I, I, one thing I, I respect, that he kind of followed through with his vision, and, uh, if it wasn't for his bitch of, of, uh, not his wife, his brother's wife, it looks like, I mean, maybe he wouldn't be discovered, not discovered, given away or imprisoned. Um. Yeah, no. You know, cause he basically, there was a snitch in the family, you know?
Yeah. So there's, there's that. But um, yeah, on this note, I think, yeah, no, yeah, I'm kind of, I'm actually kind of sad. I don't know. I mean, I actually, well, he was probably, if he had cancer, he might have been in pain. So he is in a better place.
+++
Maybe I’m misunderstanding what you’re saying?

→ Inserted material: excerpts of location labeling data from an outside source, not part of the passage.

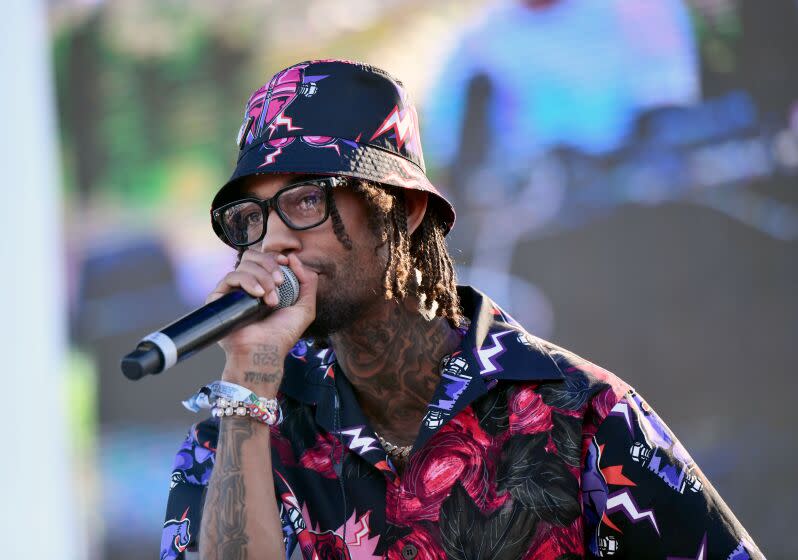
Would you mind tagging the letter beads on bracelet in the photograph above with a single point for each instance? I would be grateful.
(266, 411)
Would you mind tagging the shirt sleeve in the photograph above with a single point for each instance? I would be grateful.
(644, 496)
(191, 472)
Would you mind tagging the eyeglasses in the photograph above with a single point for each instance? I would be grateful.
(301, 205)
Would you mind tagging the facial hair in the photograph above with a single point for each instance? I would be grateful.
(351, 287)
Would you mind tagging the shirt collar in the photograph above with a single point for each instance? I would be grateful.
(495, 347)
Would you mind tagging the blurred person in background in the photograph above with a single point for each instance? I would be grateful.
(390, 413)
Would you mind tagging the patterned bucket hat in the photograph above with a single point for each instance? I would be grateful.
(333, 117)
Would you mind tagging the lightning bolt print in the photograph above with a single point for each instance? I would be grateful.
(488, 354)
(622, 409)
(281, 119)
(362, 532)
(701, 555)
(271, 157)
(623, 501)
(360, 444)
(402, 123)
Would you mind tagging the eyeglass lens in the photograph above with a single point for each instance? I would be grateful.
(300, 207)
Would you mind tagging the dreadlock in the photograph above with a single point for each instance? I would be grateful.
(424, 251)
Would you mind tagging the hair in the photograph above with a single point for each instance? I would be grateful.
(425, 251)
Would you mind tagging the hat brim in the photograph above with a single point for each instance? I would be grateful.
(335, 157)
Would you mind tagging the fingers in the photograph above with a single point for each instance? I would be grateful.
(308, 281)
(258, 274)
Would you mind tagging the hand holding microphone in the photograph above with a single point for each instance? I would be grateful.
(257, 313)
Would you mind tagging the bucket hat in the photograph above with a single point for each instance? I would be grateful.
(337, 118)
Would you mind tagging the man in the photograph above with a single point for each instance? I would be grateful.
(416, 419)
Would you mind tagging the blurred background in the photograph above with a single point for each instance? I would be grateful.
(624, 173)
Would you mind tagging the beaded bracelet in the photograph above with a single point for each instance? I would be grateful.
(266, 411)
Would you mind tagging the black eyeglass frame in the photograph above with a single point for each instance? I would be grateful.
(325, 183)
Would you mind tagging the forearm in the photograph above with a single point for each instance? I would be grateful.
(240, 517)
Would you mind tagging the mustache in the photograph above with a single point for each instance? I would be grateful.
(320, 267)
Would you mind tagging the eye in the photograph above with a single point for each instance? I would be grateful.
(252, 218)
(309, 201)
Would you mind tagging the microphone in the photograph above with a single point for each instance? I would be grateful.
(162, 349)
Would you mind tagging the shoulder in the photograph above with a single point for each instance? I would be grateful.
(586, 389)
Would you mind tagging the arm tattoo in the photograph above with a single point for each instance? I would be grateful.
(226, 505)
(258, 377)
(266, 355)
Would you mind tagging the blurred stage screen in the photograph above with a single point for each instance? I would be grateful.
(624, 173)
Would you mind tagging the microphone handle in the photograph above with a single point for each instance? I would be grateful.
(191, 333)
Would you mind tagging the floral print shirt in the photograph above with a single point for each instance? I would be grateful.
(526, 452)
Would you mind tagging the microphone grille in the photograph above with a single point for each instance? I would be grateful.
(288, 291)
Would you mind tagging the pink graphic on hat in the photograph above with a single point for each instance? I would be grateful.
(265, 109)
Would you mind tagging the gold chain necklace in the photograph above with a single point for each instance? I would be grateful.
(398, 453)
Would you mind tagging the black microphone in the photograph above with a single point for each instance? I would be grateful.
(162, 349)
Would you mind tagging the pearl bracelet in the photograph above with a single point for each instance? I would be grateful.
(263, 410)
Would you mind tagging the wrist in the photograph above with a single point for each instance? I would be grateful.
(262, 383)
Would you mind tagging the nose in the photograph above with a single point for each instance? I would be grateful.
(279, 237)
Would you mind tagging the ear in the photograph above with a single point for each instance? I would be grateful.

https://tenor.com/view/muppets-statler-and-waldorf-who-cares-boring-bored-gif-21768725
Great episode! I just ordered "Technological Slavery". Do you guys know Alex Sheremet? He's a culture critic (also of Russian origin) and he talked about Kaczynski on his channel with a radical climate activist, it was also very interesting: https://www.youtube.com/watch?v=L0HNSRH1sKA
Zerzan was unknown to K. (see link below) but they corresponded while K. was in prison. Z. work is labeled as anarcho-primitivist and can be found in the journal The Fifth Estate. "In the immediate aftermath of his arrest, many of Kaczynski’s followers came from the
outer fringe of the green movement. One of his early correspondents and confidants was John
Zerzan, a prominent anarcho-primitivist." https://www.tandfonline.com/doi/pdf/10.1080/13569317.2021.1921940
Thanks will check this out.
“In his second year as a student at Harvard University, 17-year-old maths prodigy Kaczynski volunteered for a psychological study run by Dr Henry Murray, a Harvard professor who was secretly employed by the CIA.” https://www.theweek.co.uk/86961/mkultra-inside-the-cias-cold-war-mind-control-experiments
I was all in on this episode.... until Yasha said he didn't care for McCarthy. Now I'm wonder what other crimes he's committed.
Many, if you know where the bodies are buried.